Ensuing X-rays showed Hess had an unrecognizable pelvis. Pumped full of morphine, Hess’ doctors told him he might never walk again.
“I had six fractures around my pelvis. Both of my sockets were completely shattered,” Hess said. “Best way to describe it is if you took a hammer and hit a pane of glass and it just shatters, that’s what my pelvis looked like. You couldn’t tell by looking at an X-ray what you’re looking at.”
Hess then found himself lying supine in his father’s house in Quarryville, Pa, for eight weeks. A friend of Hess would come over regularly with VHS cassette tapes to help distract him from the trauma, he said.
But despite the incredible injuries and multiple surgeries, Hess defied the odds.

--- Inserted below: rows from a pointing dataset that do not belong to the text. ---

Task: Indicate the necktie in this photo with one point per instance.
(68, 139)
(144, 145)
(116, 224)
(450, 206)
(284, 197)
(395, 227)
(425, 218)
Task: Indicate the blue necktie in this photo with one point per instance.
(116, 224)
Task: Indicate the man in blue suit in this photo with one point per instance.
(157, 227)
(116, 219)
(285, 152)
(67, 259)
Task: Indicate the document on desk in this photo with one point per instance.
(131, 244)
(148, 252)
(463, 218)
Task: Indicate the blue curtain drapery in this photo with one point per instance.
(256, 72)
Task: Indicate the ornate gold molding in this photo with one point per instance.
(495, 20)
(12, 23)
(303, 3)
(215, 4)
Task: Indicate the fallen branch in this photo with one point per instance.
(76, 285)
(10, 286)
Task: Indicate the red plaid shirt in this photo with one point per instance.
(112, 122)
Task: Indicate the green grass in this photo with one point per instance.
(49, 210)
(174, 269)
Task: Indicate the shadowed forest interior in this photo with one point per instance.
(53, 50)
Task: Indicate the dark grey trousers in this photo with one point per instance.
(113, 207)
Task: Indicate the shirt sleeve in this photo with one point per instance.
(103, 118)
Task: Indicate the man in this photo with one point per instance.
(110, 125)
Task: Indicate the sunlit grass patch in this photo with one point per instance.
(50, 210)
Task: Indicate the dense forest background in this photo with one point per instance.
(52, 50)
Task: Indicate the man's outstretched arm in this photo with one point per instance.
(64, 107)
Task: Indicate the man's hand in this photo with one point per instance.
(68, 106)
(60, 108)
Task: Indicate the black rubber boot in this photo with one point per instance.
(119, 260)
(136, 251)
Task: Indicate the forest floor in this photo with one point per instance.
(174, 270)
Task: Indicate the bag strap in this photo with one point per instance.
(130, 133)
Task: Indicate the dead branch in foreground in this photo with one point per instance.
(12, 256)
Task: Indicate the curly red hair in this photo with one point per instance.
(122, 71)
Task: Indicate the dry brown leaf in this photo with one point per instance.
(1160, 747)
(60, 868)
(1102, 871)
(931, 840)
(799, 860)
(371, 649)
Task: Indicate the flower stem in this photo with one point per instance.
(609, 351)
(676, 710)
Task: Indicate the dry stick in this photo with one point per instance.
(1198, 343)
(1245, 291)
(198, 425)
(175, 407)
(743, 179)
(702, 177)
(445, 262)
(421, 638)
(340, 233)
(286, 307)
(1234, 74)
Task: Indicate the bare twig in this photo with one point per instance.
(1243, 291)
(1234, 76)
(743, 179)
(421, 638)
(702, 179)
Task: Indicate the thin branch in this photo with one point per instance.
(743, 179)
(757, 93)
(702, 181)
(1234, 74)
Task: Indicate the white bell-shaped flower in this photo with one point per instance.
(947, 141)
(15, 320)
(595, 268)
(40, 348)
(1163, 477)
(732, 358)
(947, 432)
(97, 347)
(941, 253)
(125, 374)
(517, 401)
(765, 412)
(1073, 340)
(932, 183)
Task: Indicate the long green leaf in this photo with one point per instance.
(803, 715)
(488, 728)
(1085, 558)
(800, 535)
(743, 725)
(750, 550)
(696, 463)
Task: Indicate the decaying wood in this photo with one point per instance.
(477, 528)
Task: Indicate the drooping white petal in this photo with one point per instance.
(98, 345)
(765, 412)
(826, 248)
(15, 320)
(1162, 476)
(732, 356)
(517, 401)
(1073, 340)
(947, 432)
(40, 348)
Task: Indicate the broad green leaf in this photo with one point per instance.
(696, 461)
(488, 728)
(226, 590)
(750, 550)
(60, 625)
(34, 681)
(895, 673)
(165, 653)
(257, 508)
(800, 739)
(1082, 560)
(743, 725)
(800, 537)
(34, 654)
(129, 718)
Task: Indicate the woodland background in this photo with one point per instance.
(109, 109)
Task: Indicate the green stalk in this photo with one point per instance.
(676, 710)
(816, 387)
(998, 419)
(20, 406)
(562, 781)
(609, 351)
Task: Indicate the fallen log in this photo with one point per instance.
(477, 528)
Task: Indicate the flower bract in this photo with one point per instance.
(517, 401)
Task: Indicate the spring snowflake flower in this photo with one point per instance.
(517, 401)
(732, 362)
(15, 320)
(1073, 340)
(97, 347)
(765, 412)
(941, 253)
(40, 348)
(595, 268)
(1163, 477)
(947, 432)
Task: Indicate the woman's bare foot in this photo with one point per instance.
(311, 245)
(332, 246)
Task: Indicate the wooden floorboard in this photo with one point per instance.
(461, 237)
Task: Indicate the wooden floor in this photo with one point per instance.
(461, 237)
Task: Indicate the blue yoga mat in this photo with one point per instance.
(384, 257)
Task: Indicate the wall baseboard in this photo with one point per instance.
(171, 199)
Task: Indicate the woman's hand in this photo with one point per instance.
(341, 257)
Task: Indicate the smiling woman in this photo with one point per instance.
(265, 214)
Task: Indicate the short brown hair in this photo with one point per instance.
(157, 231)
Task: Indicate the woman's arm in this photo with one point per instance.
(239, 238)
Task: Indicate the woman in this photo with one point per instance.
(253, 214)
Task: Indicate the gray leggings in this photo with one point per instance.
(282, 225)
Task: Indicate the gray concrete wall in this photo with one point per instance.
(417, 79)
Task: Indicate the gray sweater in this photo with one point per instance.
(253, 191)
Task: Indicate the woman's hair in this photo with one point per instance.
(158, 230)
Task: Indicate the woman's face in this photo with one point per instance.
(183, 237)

Less than two years after the accident, doctors having surgically removed any final residual hardware from his body, Hess was back lifting weights and body building competitively while he opened his own gym.
By 1997, in fact, Hess broke a powerlifting juniors world record in bench press. He would also be featured in Muscle & Fitness Magazine for his triumphant comeback.
It was about 12 weeks ago when Hess, who moved to North Idaho between 2001-2002, decided to write a book about going from crushed to cranked. He said he’d wake up around 4 every morning, write, go to work as a real estate agent, then stay up until midnight writing some more. When Hess finished the final product, he had a story detailing his decades of recovery, resilience and his journey into fatherhood.
According to Hess, he wants his readers to not only become inspired by this arduous voyage, but to better understand life’s hardships.
“I want them to feel motivated,” Hess said of his readers. “I want them to feel hope, that they’re not alone. Many people in the gym now, they’re battling things that we have no clue about. Some big, some small.”
In addition to his real estate career, Hess spends his free time in the gym with his 12-year-old son, Hudson. Meanwhile, he said wellness is always going to be a part of his life, “because if I don’t exercise, I hurt.”
“Pain motivates me,” he said.
Paperback and e-book copies of “56,000 Pounds” can be found on Amazon online at a.co/d/02OVlVe6.